As estruturas repetitivas de um local desolado, que já deveria ser meio devastado antes mesmo da infecção, não chamam a atenção. Interiores sempre parecidos e prédios com pouca personalidade falham em dar brilho e uma cara real a esse universo, dificultando até mesmo a localização e o senso de direção dos usuários. Tudo é muito igual o tempo todo e faltam detalhes, transformando tarefas de exploração em algo mecânico e feito quase que de olhos fechados.
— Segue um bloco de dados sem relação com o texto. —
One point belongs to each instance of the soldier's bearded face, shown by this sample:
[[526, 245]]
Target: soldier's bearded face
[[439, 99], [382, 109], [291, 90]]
A Bend Studio também escolheu um meio tradicional e engessado para contar sua história. Apesar de o enredo ser aquilo que nos leva para a frente, a opção por flashbacks não foi das melhores, por tornar o desenvolvimento arrastado e previsível. O texto não ajuda, apesar de as interpretações, principalmente a de Sam Witwer, no papel principal, impressionar.
Aliás, há de se levar em conta o amplo trabalho de dublagem e expressividade feito em Days Gone, algo que também o faz se destacar entre outras propostas de mundo aberto. Os personagens centrais, principalmente, têm boa expressão facial, apesar dos rostos comuns, pouco criativos e até parecidos demais com vistos em outros jogos. A localização nacional não deixa nada a desejar em relação à original, mas os bugs também aparecem aqui, com frases deslocadas ou que não carregam no momento correto, além de legendas fora de sincronia.
Days Gone é um título com dezenas de horas, mas, às vezes, a sensação é de que ele poderia ser muito menor. Quando encontramos barreiras artificiais como a necessidade de mais molotovs do que o personagem é capaz de carregar para completar uma missão ou escolhas questionáveis com relação à forma que o enredo é contado, a impressão é que o game tem gorduras desnecessárias, que poderiam ter sido deixadas de lado em prol de, por exemplo, um maior polimento ou enriquecimento do enredo.
Seguir os agentes da NERO para ouvir suas conversas é interessante na primeira ou na segunda vez, com toda a sensação de estarmos em território inimigo aumentando a tensão. Queimar ninhos e botar fogo em construções tomadas pelos Frenéticos também. Mas quando fazemos isso inúmeras vezes seguidas, ou andamos sempre pelos mesmos lugares para liberar cutscenes, o resultado acaba ficando um bocado enfadonho.
Há pouca sensação de urgência em Days Gone, mesmo quando um amigo está ferido ou à beira da morte. E, como tal, o título também se mostra como um para ser jogado devagar e em pequenas doses, ao contrário do que manda a maioria dos títulos de mundo aberto, nos quais a palavra de ordem é mergulhar no universo e viver aquela vida como se fosse a sua própria.
Nada no título efetivamente cativa, com exceção, talvez, da sensação de andar de moto pelas terras devastadas, mas, da mesma maneira, nada é mal acabado ou ruim. Com sua nova franquia e em sua primeira aventura pelo gênero sandbox, a Bend Studio parece ter aplicado cautela demais, o que é bom em um título dessa categoria, mas também acabou por tornar o resultado final um bocado morno.
E isso é algo que está aquém das capacidades do estúdio e, também, do próprio universo criado por ele. Days Gone poderia ser muito mais, mas ao ser criado por gente que preferiu jogar seguro, acabou deixando a desejar até mesmo em relação às suas propostas. A nota 70 deste review é branda como o próprio game, mas os motoqueiros, Frenéticos, Deacon, Sarah e Boozer poderiam ser bem maiores do que tudo isso.
O jogo foi testado no PS4, em cópia cedida pela Sony.